An audience of students and community members filed into the Varsity Theatre on Thursday evening to watch the Ackland Film Forum’s latest screening: “Gush.”

The feature is filmmaker Fox Maxy’s first venture into experimental feature films, though she has had short films screened at the Toronto International Film Festival, The Museum of Modern Art and the International Film Festival Rotterdam. 

Prior to its showing at the Varsity Theatre, “Gush” premiered at the 2023 Sundance Film Festival.

Allison Portnow Lathrop, head of public programs at the Ackland Art Museum, organized the event with Martin Johnson, an assistant professor of English and comparative literature and the director of undergraduate studies in the global cinema program.

Portnow Lathrop said they were looking for a film from a contemporary Native American filmmaker to complement the Ackland Art Museum’s current exhibition, “Past Forward: Native American Art from Gilcrease Museum.”

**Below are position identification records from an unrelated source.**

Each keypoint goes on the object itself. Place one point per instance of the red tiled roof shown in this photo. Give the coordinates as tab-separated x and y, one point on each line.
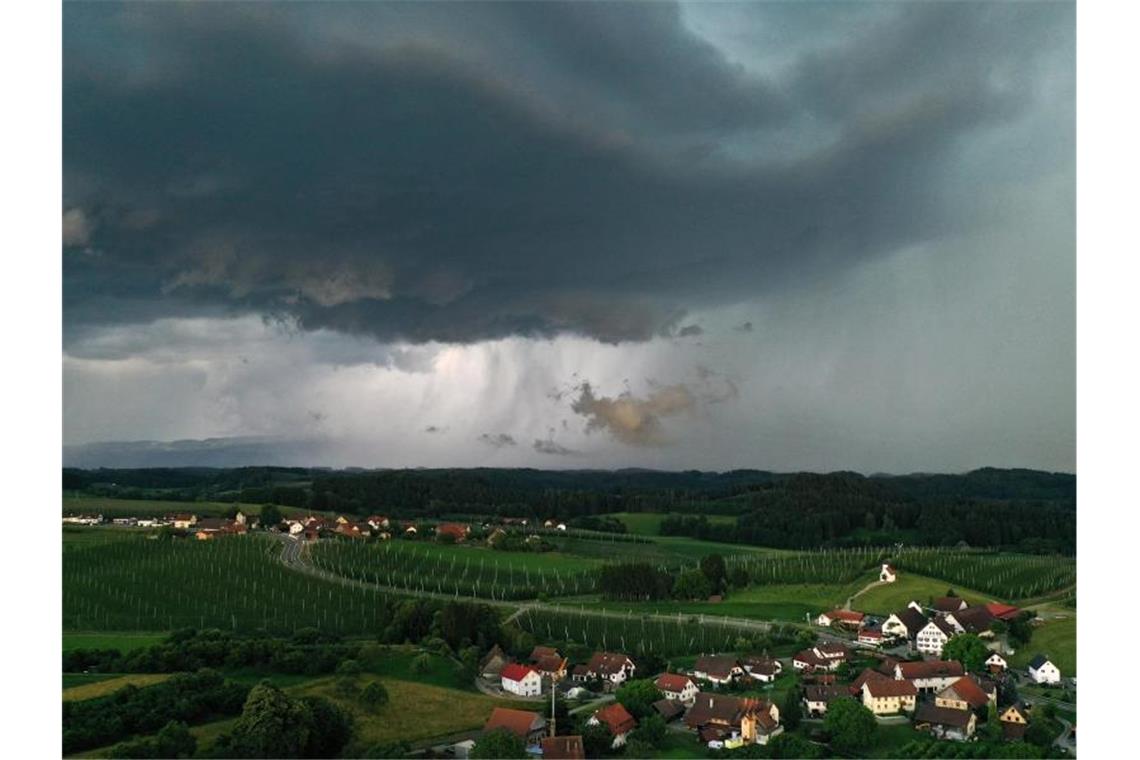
616	718
930	669
887	687
516	721
515	672
673	683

Maxy, Payómkawichum and a member of the Mesa Grande Band of Diegueno Mission Indians, uses “Gush” to explore themes surrounding the traditional expression of femininity and masculinity, as well as her past and present.

The film comprises 71 minutes of camcorder and cell phone footage of Maxy’s life taken over the course of a decade. 

In a post-screening Q&A, Maxy said she spent two years selecting video from her archive and editing her film, which she screened intermittently throughout different stages of its production. 

“I definitely want to explore experimental filmmaking in a more polished way in the future,” she said in the Q&A. “So this is kind of a way to practice that.”

Videos of her friends dancing in a club follow videos of performance art and reality television shows. The setting jumps from the hills of San Diego, Maxy’s home, to the streets of New York City. Collages of music spanning Shania Twain to Beyoncé and distorted sound effects and voices give a dizzying background to clips that flash by, most lasting no longer than one minute. Several scenes feature animated CGI details like skeletons.

Portnow Lathrop said the exhibit “Past Forward” explores sovereignty, identity, ceremony and visual abstraction.

“I wondered how abstract construction of the film — a lot of found footage, a ton of amazing music collages that make up the soundtrack, and really interesting cuts between tiny segments of film — I wondered how that could interact with that theme of visual abstraction,” she said.

Students in Martin Johnson’s class, English 244: Queer Cinema, were also among the attendees. He said they used the film to discuss representations of gender and sexuality, as well as experimental film as a modern medium.

Although the film elicited mixed reactions from audience members, he said it brought about welcome conversations.

“Avant-garde experimental film, because it's kind of challenging norms, tends to be — some people really love it and think it's something that really transformed how they look at the world,” he said. “Others were a little bit less excited about it, but still interested to see the conversation we have with Fox and the way that she was able to use the film to explore a lot of things in her life.”

Maxy said during the Q&A that she didn’t mind the diverse interpretations of her work. She said that everyone will have their own experience with any artistic content and understanding this has allowed her to shed what she described as rigid rules of creating.

“It's freeing to be able to just detach from the audience and make work for myself,” she said.